To keep it relatively short I’ll assume a basic familiarity with the concept of garage collection (otherwise Wikipedia is a decent starting point) as well as a working knowledge of C++. I’ll try to limit the amount of C++ cruft and esoterica discussed here and instead refer the interested reader to the source code.

My implementation is inspired by an excellent talk given by Herb Sutter at CppCon 2016 titled “Leak-Freedom in C++… By Default” (video) (slides) and NaN tagging as described by Mike Pall in the following post to the LuaJIT mailing list: “LuaJIT 2.0 intellectual property disclosure and research opportunities”.

While I consider the implementation good enough (in this project, for now) it’s far from being “production ready” and you definitely shouldn’t be using it for anything you or anyone else rely on :). See my TODO list for a small sampling of what I know needs improvement.

Background

Before diving into the details, let’s have a look at the problem we’re trying to solve.

Why does an ECMAScript interpreter need a GC in the first place? Who isn’t cleaning up after themselves and causing us to have to expend extra clock cycles dealing with something that’s usually handled fairly automatically in modern C++?

Values

To answer that we first need to talk about values.

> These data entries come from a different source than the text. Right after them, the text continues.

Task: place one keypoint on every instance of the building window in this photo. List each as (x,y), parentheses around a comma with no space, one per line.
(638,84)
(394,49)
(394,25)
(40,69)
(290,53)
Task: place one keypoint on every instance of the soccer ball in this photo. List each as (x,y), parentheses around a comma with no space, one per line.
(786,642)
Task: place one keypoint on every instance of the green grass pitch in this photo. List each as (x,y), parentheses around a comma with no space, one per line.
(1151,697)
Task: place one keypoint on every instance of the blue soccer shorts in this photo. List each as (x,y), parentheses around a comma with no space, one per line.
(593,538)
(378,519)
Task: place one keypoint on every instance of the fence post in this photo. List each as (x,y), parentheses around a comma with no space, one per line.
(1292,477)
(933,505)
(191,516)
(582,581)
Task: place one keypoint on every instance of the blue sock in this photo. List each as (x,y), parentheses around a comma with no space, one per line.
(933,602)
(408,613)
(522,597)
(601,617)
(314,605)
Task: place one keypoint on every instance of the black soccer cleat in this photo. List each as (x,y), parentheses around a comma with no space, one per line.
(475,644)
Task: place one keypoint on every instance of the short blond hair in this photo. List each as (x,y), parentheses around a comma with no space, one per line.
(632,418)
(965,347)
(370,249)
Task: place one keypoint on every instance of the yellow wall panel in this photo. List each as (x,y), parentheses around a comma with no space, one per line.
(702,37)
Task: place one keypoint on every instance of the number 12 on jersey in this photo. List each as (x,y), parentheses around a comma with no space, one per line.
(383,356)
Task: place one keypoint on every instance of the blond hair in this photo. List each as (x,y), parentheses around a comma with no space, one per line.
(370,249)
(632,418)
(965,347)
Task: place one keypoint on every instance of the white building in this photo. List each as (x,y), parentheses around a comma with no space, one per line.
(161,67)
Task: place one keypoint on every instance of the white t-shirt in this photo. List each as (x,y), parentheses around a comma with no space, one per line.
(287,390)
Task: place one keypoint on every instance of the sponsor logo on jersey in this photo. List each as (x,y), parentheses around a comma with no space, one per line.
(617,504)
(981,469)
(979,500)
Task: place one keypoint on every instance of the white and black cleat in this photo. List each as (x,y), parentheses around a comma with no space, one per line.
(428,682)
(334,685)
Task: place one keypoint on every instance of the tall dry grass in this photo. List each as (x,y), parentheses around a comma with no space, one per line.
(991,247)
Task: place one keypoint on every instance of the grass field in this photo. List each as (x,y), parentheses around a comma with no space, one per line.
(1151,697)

In ECMAScript 1997 a value can have one of the following types:

undefined
null
boolean
number
string
object

Note: In ECMAScript a value always has a single unchanging type, it’s the fact that variables and object properties can be assigned values of differing types that makes it a dynamically typed language.

The first four on the list are easily handled, and since strings are immutable and can’t contain references to anything else these five types are collectively called primitive by the ECMAScript specification. They are not the ones causing issues.

Objects

That leaves the culprit: object. “What’s in an object?”, you might ask. Well, it’s really just a collection of properties. Some of them are - as an implementation detail - treated specially, like for instance the prototype(*) or the name of the objects class, but essentially objects are just a lists of properties. A property of an object consists of its name/key (a string), its attributes (irrelevant for this discussion) and its value.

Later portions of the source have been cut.